Besides following the show about Joaquin Guzman’s escape from a maximum-security prison, or the political melodrama that came after, in order to understand the real meaning of legendary the ‘El Chapo’ we must consider the following:
- Historically, organized crime in Mexico has had a mutual and beneficial understanding with the political establishment. Lubricated by the corruption of authorities at every level and the extremely high levels of impunity due to a rotten justice system, criminal activities of drug cartels have always had counted on the tacit complicity of the political system.
- On behalf of a pragmatic approach to its National Security rhetoric, the United States foreign policy has a long tradition of building synergies that favors the “lesser of two evils”. To combat Nazism, the system allied with Joseph Stalin; to fight Iran they worked with Saddam Hussein. Against the Soviet Union advancement in Afghanistan they supported Osama Bin Laden. And of course, in order to fight communism in in the Western Hemisphere (Nicaragua, Colombia, Panama, etc.), the establishment had no qualms in joining forces with drug traffickers.
So, here we are. The most wanted criminal in the world is able to escape, twice, after being captured in two very foggy and suspicious circumstances. And of course in the center of everything there is the bad luck of the U.S. justice machine that took 15 months to do the paperwork to initiate the extradition request for the man that less than a month later just disappeared. (Not that the promise of Mexico’s General Attorney to send him north “after 200 or 300 years” was too encouraging).
So, who really is Joaquin Archivaldo Guzman Loera? Well, he is a 59 year old man who finished third grade of elementary. The top player in an industry that generates around $430 billion revenues each year, he was born in Badiraguato, a small and very poor town located at the entrance of the Sinaloa golden triangle, the mountainous region where one of the most productive source of heroine poppy is located.
Street smart, charismatic and fortuitous, el Chapo (his nickname, obviously, means Shorty) has been a very lucky man. Around 25 years ago he became the natural heir of the two most iconic drug lords of modern Mexico, Miguel Angel Felix Gallardo and Amado Carrillo Fuentes.
From the first, the founder of the first Federation of Drug bosses, took a corporate vision that allowed him to divide the country (with the exception of the Gulf of Mexico) in territories. Felix Gallardo was captured due to the famous murder of a DEA agent. (The same crime in which, some experts say now, the CIA maybe was involved).

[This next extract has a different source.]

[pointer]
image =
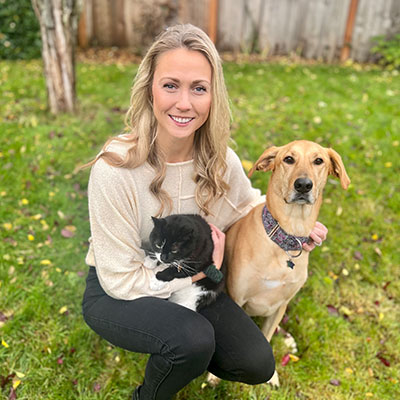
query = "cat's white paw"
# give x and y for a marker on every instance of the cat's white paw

From the second, The Lord of the Skies, the drug lord that went global, moving tons of cocaine in large planes across the continent, Chapo got an international perspective that allowed him to assume a continental leadership when the DEA’s strategy of divide and conquer succeeded in their war against the Colombian big capos.
His lucky charm stopped working on May 24 1993 when his enemies tried to kill him in the Guadalajara Airport and instead murdered the local Cardenal. Then, the killers were not touched but he was the object of a huge manhunt that ended a few weeks later when he was arrested and sent to jail.
In 2000, the PRI lost its first presidential election in 70 years, and soon enough, Chapo just checked out of jail (Jan 2001). Thousands of “narco corridos” were sung in his honor and soon he was included in the Forbes list of the richest man on the planet.
In the next 15 years, while Mexico went through a bloody war among cartels (over 100,000 people died), his organization prevailed and retook the leadership of the whole industry at a continental scale. Also PRI recovered power in Mexico.
In 2014 he was arrested (without a single shot taken) and in 2015 he escaped prison, again. And because he is so lucky, or has a huge angel over his head, he is back.